In EMDR, a therapist breaks down traumatic events into the ways a person experienced them, asking a patient to recall visual images and body sensations and hoping to help change how the brain responds to these memories.

It helped Stevens eliminate the nightmares and moderate his mood swings. He still isn’t comfortable around strangers, and has moved into a fifth-wheel camper in a remote part of Utah. He is still trying to rebuild relationships with his family.

He urges his fellow firefighters to take advantage of department resources, including peer support teams and psychiatrists available for phone conversations.

At the urging of Battalion Chief Mike Fox, researchers at the University of Utah launched an experiment called “Mind Shield” in 2017, where all firefighters participated in three one-hour training sessions meant to reduce suicidal thoughts, depression and substance abuse. That study is still underway, said lecturer Rich Landward, with the College of Social Work.

Stevens also took his advocacy beyond the bounds of his own department.

Aaron Burgin created a nonprofit called Suicide Sucks after his brother, Scott, died by suicide in 2009. The idea was to push suicide prevention ads and links higher in search results when a person types suicide-related keywords into Google or any other search engine. Burgin’s group also created YouTube videos. He asked Stevens, his stepfather, to talk directly to other firefighters.

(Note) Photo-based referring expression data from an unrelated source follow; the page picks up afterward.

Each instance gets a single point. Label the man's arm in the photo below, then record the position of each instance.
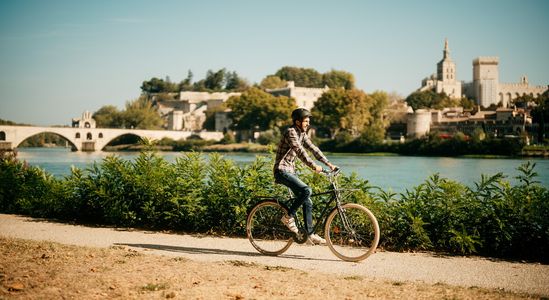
(316, 152)
(293, 140)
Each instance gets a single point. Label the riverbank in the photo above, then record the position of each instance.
(41, 258)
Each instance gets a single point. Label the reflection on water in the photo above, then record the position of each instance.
(396, 173)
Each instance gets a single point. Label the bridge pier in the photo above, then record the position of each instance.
(88, 146)
(5, 145)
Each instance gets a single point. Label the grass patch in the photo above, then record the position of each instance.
(152, 287)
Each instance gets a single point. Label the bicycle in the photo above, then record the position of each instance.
(351, 230)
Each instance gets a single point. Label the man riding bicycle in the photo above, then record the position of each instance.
(292, 145)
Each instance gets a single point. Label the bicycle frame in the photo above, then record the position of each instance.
(328, 204)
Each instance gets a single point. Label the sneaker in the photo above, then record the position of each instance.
(290, 223)
(316, 239)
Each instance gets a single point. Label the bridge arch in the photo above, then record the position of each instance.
(73, 146)
(102, 143)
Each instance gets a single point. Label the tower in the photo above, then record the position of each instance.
(446, 75)
(446, 68)
(486, 80)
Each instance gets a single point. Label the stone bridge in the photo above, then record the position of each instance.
(91, 139)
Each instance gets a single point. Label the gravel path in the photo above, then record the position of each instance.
(460, 271)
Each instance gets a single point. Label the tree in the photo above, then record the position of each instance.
(431, 99)
(523, 101)
(235, 83)
(272, 82)
(257, 109)
(467, 103)
(141, 114)
(156, 85)
(301, 76)
(339, 79)
(540, 115)
(186, 84)
(340, 109)
(108, 116)
(215, 81)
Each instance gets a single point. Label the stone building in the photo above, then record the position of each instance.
(445, 81)
(485, 89)
(86, 121)
(187, 112)
(499, 123)
(304, 97)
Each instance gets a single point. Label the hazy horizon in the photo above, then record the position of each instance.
(61, 58)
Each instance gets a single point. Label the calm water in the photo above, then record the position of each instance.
(396, 173)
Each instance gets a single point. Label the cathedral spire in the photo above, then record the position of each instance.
(446, 51)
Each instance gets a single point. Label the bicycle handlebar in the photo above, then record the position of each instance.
(330, 172)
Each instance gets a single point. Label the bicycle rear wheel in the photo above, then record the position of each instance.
(266, 231)
(352, 234)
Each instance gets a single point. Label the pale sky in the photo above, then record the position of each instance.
(61, 58)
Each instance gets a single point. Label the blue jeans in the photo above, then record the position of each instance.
(303, 196)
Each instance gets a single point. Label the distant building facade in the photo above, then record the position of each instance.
(187, 112)
(485, 88)
(86, 121)
(498, 123)
(445, 80)
(304, 97)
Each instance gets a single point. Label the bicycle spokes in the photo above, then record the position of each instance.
(352, 233)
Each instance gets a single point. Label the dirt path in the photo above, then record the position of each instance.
(397, 267)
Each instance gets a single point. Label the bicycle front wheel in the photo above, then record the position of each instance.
(352, 234)
(266, 231)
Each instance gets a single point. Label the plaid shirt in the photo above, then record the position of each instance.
(292, 145)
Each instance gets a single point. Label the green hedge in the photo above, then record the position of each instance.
(212, 194)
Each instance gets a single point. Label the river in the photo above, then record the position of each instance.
(396, 173)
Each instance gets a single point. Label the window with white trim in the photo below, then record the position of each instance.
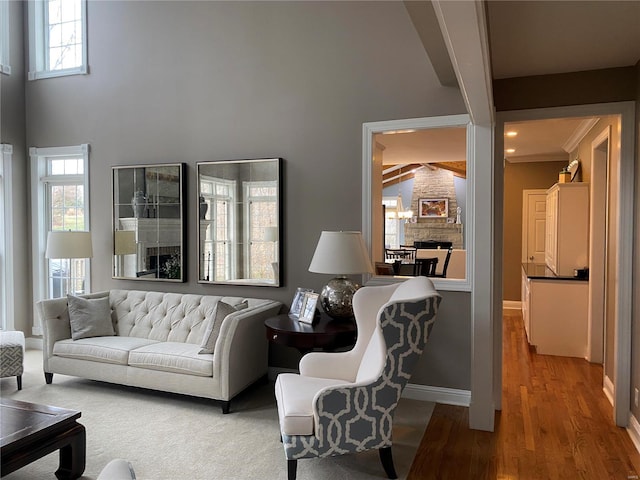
(5, 53)
(60, 201)
(391, 223)
(57, 38)
(261, 199)
(218, 246)
(6, 240)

In the video, posted in May 2017, Stevens said: “The stigma of going to seek therapy, it is not there anymore. It is more commonplace now than you think. Set your pride on the shelf and get the help you need.

“You are here for a reason. We all got into Fire and EMS to help others,” he said. “You have a gift most people on this planet don’t. You would lay your life on the line for someone you don’t know because you give a s---. Don’t take that away from someone who still needs you.”